Se il film nascesse allora dallo schema del ciclo mitologico, solo Bellocchio può saperlo: il successo fu dirompente per la spettrografia che l’opera del regista scopriva di una società malata nel profondo. Ora però questa doppia lettura a ritroso, più che per motivi filologici si fa apprezzare per il lato analitico, perché nel confronto e nello scavo tra le due psicologie «in parallelo» emergono per lo spettatore spunti di riflessione, e anche di sorpresa, molto interessanti, che fanno volentieri tralasciare qualche eccesso di ruvidezza o «schematismo» nella messinscena di Filippo Gili (anche attore sulla scena essenziale, arcaica e borghese a seconda dei momenti, approntata da Roberto Rabaglino, e coi costumi assai casual scelti da Daria Calvelli). Perché in scena, ed è forse la sorpresa principale dello spettacolo e dell’intera «operazione» (detto in senso nient’affatto spregiativo) a dominare su tutti gli altri personaggi e interpreti è, nel doppio ruolo di Ale e Oreste, Piergiorgio Bellocchio, figlio di Marco e omonimo dello zio dei mitici Quaderni. Ha statura d’attore e ricchezza di sfumature, oltre alla prestanza dei personaggi non piccoli che è chiamato ad impersonare. In lui vive il dilemma, o la magnifica ambiguità, dei due giovanotti sanguinari, e con lui lo spettacolo riesce a dare prospettive complementari ai loro gesti, così lontani nel tempo eppure così intimamente coincidenti.

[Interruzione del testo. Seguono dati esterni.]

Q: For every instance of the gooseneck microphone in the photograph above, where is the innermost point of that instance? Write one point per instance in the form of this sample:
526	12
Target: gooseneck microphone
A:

Grazie a lui il «teorema Bellocchio» sulla colpa e sulla responsabilità si fa plausibile e degno di essere rivissuto ogni sera. Anche se un dubbio rimane, alla fine: l’Oreste cui il cineasta fa riferimento è quello scritto da Euripide, di cui è noto il virulento cinismo e l’atteggiamento nichilista davanti al degrado di Atene e della sua democrazia lungo il quinto secolo. Il matricida perseguitato dalle furiose Erinni è salvato solo dalla razionale decisione, sempre divina, di Pallade Atena. Nell’Orestea di Eschilo invece, Atena lo fa assolvere e salvare dalla prima forma di democrazia comparsa sulla scena occidentale, il tribunale eletto dal popolo di Atene. Se si pensa non solo alla riforma Basaglia, ma a tutte le conquiste sociali e civili avvenute in questi decenni, forse un confronto di questo tipo, per quanto contraddittorio, non sarebbe stato meno interessante.